1031 Exchange Services

1031 Exchange Quick Facts

1031 Exchange Structures

Simultaneous or Concurrent 1031 Exchange 

The relinquished property and the like-kind replacement property close (settle) at the same time in a Simultaneous 1031 Exchange or Concurrent 1031 Exchange. 

Forward or Delayed 1031 Exchange 

You close on your relinquished property first and subsequently purchase (close on) your like-kind replacement property within the prescribed deadlines in a Forward or Delayed 1031 Exchange (also referred to as a "Starker" Exchange). 

Reverse 1031 Exchange 

The like-kind replacement property is acquired and "parked" by the 1031 Exchange Qualified Intermediary (“QI”) first and the relinquished property is subsequently sold later within the prescribed 1031 Exchange deadlines in a Reverse 1031 Exchange

Build-to-Suit (Improvement or Construction) 1031 Exchange 

Your 1031 Exchange proceeds from the sale of your relinquished property are used to acquire like-kind replacement property and some of the left over 1031 Exchange funds are used to improve the replacement property in a Build-To-Suit 1031 Exchange

Personal Property 1031 Exchange 

Personal property (i.e. non-real estate) can also be exchanged for other personal property of like-kind or like-class in a Personal Property 1031 Exchange.

1031 Exchange Qualifications  

Qualified Intermediary 

You must select your Qualified Intermediary ("QI") and have your Qualified Intermediary assigned into your relinquished property (sale) transaction and your replacement property (purchase) transaction before the transactions close in order to preserve the tax-deferred benefits of a 1031 Tax Deferred Exchange. 

Qualified Use Property  

Your relinquished property (sale) and your like-kind replacement property (purchase) must be held for rental or investment or used in your trade or business in order to qualify for 1031 Exchange treatment.  You must have the intent to hold the properties for investment.  Properties held for sale will not qualify for 1031 Exchange treatment. 

Like Kind Property 

The like-kind replacement property acquired in your 1031 Exchange must be "like-kind" to the relinquished (sold) property.  ANY real property is like-kind to ANY other real property as long as they are both held for rental or investment or used in your business.  Like-kind does NOT mean condo for condo or apartment for apartment. 

1031 Exchange Reinvestment Requirements

Trade Equal or Up In Value 

The investor must exchange equal or up in value based on the net sales price and total purchase price so that the total purchase price of your like-kind replacement properties is equal to or greater than the net sales price of your relinquished properties.  It is important to note that it has nothing to do with your equity. 

Reinvest 100% of Net Proceeds 

100% of the investor's net proceeds or cash proceeds generated by the sale of the relinquished property must be reinvested into like-kind replacement property.  Cash can be pulled out, but it will always be taxable. 

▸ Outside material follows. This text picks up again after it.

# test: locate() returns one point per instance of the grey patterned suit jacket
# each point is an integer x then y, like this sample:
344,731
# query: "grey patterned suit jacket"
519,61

Obtain Equal or Greater Debt 

The difference between the total purchase price(s) and the net proceeds reinvested in the like-kind replacement properties will always be the correct amount of new debt to place on the acquired properties, unless the investor wishes to put more cash out of pocket in to the transaction and obtain less debt.

1031 Exchange Deadlines

45 calendar days
to identify potential like-kind replacement property.

180 calendar days to complete the 1031 Exchange. 

1031 Exchange Identification Rules

3 Property Rule 

Investors may identify up to three (3) potential like-kind replacement properties, without regard to their fair market value.  The limit is on the number of properties.

200% of FMV Rule 

Investors may identify any number of potential like-kind replacement properties, but the total fair market value identified cannot exceed 200% of the fair market value of the relinquished (sale) properties.  The limit is on the fair market value of the properties. 

95% Exception

Investors may identify as many like-kind replacement properties as he or she wants, but must actually acquire and close on 95% of the fair market value identified.